SparkSQL: dataframe . unable to convert from string to float: value error


#1

I’m getting error while i run the spark SQL.

Valuerror: cant convert string to float. attached the commands i 'm running…

If i try to covert the fields to float ( order_items.subtotal and products.product_price) during the dataframe creation and while i run the actual query , i get the above errors. ( as shown in attachment)

if i remove float conversions in the DF, i m getting the results.

Q1. Cant we do float conversion in DF?
Q2. is there any auto-type casting happens in hive/spark ? even with String data type for revenue , able to aggregate


#2

Yes we can do float conversion in Data frame, you can try below syntax

val df2 = df.withColumn(“newColName”, df.originalColName.cast(typeCast)).drop(“originalColName”).withColumnRenamed(“newColName”, “originalColName”)

There is no auto type casting in the hive database we will only give datatypes while creating a table but in spark, when we use option(“inferSchema”, “true”). This essentially instructs Spark to automatically infer the data type for each column when reading the file.


#3

I’m using pyspark , this is how i 'm making a dataframe.

how to convert the order_item_subtotal to float hear so that query do not fail while i run ?

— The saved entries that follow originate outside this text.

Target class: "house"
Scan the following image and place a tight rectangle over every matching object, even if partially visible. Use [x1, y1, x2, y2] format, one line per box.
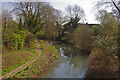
[78, 23, 101, 29]
[62, 22, 101, 30]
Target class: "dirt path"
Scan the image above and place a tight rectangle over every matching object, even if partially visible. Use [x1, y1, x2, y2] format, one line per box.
[2, 41, 41, 79]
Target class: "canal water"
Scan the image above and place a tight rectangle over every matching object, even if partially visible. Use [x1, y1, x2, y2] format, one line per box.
[39, 42, 89, 78]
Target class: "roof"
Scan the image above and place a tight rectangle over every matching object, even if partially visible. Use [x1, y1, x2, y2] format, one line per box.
[88, 24, 100, 28]
[62, 22, 101, 28]
[61, 22, 69, 26]
[79, 23, 101, 28]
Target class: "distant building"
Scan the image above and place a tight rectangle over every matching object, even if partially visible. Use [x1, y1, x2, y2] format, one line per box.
[62, 22, 101, 29]
[88, 24, 101, 29]
[78, 23, 101, 29]
[61, 22, 69, 26]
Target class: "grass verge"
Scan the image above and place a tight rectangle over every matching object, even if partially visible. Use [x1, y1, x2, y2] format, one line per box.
[2, 41, 38, 75]
[12, 40, 59, 78]
[2, 41, 37, 56]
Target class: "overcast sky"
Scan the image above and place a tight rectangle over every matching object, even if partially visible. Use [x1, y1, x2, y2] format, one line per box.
[49, 0, 98, 24]
[2, 0, 99, 24]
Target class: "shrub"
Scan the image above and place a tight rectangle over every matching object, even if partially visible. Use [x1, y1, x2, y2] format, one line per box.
[94, 35, 118, 58]
[97, 11, 119, 37]
[35, 30, 45, 39]
[19, 30, 26, 39]
[10, 33, 25, 49]
[91, 25, 102, 36]
[70, 25, 92, 50]
[25, 30, 35, 46]
[2, 20, 19, 46]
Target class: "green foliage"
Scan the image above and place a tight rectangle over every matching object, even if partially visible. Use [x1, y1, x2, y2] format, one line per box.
[39, 30, 45, 36]
[3, 41, 37, 55]
[69, 17, 80, 29]
[95, 11, 119, 59]
[91, 25, 102, 36]
[2, 20, 19, 46]
[58, 17, 80, 41]
[9, 30, 27, 49]
[19, 30, 27, 39]
[69, 25, 92, 50]
[35, 30, 45, 39]
[63, 17, 80, 33]
[97, 11, 119, 36]
[28, 16, 43, 34]
[10, 33, 25, 49]
[94, 35, 118, 58]
[25, 30, 35, 45]
[50, 46, 56, 51]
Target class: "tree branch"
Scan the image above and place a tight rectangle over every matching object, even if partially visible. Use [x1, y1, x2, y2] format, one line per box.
[111, 0, 120, 13]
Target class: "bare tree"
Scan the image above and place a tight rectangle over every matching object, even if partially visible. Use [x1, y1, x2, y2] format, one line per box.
[94, 0, 120, 22]
[65, 5, 73, 18]
[111, 0, 120, 13]
[65, 5, 86, 22]
[2, 10, 11, 31]
[11, 2, 44, 34]
[41, 3, 59, 40]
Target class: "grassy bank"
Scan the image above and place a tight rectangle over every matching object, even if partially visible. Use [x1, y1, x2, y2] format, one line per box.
[2, 49, 38, 76]
[2, 41, 37, 75]
[2, 41, 37, 56]
[11, 40, 59, 78]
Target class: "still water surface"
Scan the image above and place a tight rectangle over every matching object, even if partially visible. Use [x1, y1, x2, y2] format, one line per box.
[39, 42, 89, 78]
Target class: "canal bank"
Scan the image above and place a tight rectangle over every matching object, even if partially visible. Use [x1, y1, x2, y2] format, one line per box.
[9, 40, 59, 78]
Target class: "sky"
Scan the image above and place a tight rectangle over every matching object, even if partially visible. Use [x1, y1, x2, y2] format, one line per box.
[49, 0, 98, 24]
[1, 0, 99, 24]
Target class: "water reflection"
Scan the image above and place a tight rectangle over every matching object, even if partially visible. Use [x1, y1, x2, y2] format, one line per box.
[39, 42, 89, 78]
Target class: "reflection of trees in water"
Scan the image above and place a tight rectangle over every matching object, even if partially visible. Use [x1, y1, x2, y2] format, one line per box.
[61, 55, 88, 77]
[68, 56, 88, 77]
[39, 42, 89, 78]
[69, 56, 88, 68]
[58, 44, 83, 56]
[52, 41, 88, 76]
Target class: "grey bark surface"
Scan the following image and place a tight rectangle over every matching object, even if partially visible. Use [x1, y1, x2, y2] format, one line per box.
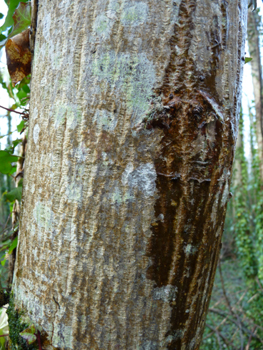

Order_items_DF=Order_itemsRDD.map( lambda p: Row( order_item_id= int(p.split(",")[0]),
order_item_order_id= int( p.split(",")[1] ),
order_item_product_id= int(p.split(",")[2]),
order_item_quantity=p.split(",")[3] ,
order_item_subtotal=float(p.split(",")[4] ),
order_item_product_price=p.split(",")[5] ,
)).toDF()


#4

OrdersDF=ordersRDD.map( lambda p: Row( order_id= int(p.split(",")[0]),
order_date=p.split(",")[1],
order_customer_id= int(p.split(",")[2]),
order_status=p.split(",")[3]
)).toDF()

OrdersDF.printSchema()

sqlContext.sql(“use kirtad”);

OrdersDF.registerTempTable(“orders_DF”);
sqlContext.sql(“select * from orders_DF”).show()

Order_items_DF=Order_itemsRDD.map( lambda p: Row( order_item_id= int(p.split(",")[0]),
order_item_order_id= int( p.split(",")[1] ),
order_item_product_id= int(p.split(",")[2]),
order_item_quantity=p.split(",")[3] ,
order_item_subtotal=float(p.split(",")[4] ),
order_item_product_price=p.split(",")[5] ,
)).toDF()

Order_items_DF.printSchema()

sqlContext.sql(“use kirtad”);

Order_items_DF.registerTempTable(“order_items_DF”);
sqlContext.sql(“select * from order_items_DF”).show()

Products_DF=productsRDD.map( lambda p: Row( product_id= int(p.split(",")[0]),
product_category_id = int( p.split(",")[1] ),
product_name = p.split(",")[2],
product_description=p.split(",")[3] ,
product_price=float(p.split(",")[4] ),
product_image=p.split(",")[5] ,
)).toDF()

Products_DF.printSchema()

sqlContext.sql(“use kirtad”);

Products_DF.registerTempTable(“products_DF”);
sqlContext.sql(“select * from products_DF”).show()

–Spark SQL

sqlContext.sql("select Ord.order_date , Ord.order_item_product_id , p.product_name , sum(Ord.order_item_subtotal ) as Revenue
from
(
select o.order_date, oi.order_item_product_id , oi.order_item_subtotal from
orders_df o inner join order_items_df oi
ON
o.order_id = oi.order_item_order_id
and
o.order_status in ( ‘COMPLETE’ , ‘CLOSED’ )
) Ord
inner join products_df p ON
Ord.order_item_product_id = p.product_id
group by Ord.order_date, Ord.order_item_product_id , p.product_name
distribute by Ord.order_date
sort by Ord.order_date ASC , Revenue desc " ).show()


#5

my question is: when I do not use any float conversion, aggregation is working fine.

but if i dont type cast, type of order_item_subtotal is a string. Then how it is able to perform SUM on the string and gives the results correctly , in the spark SQL?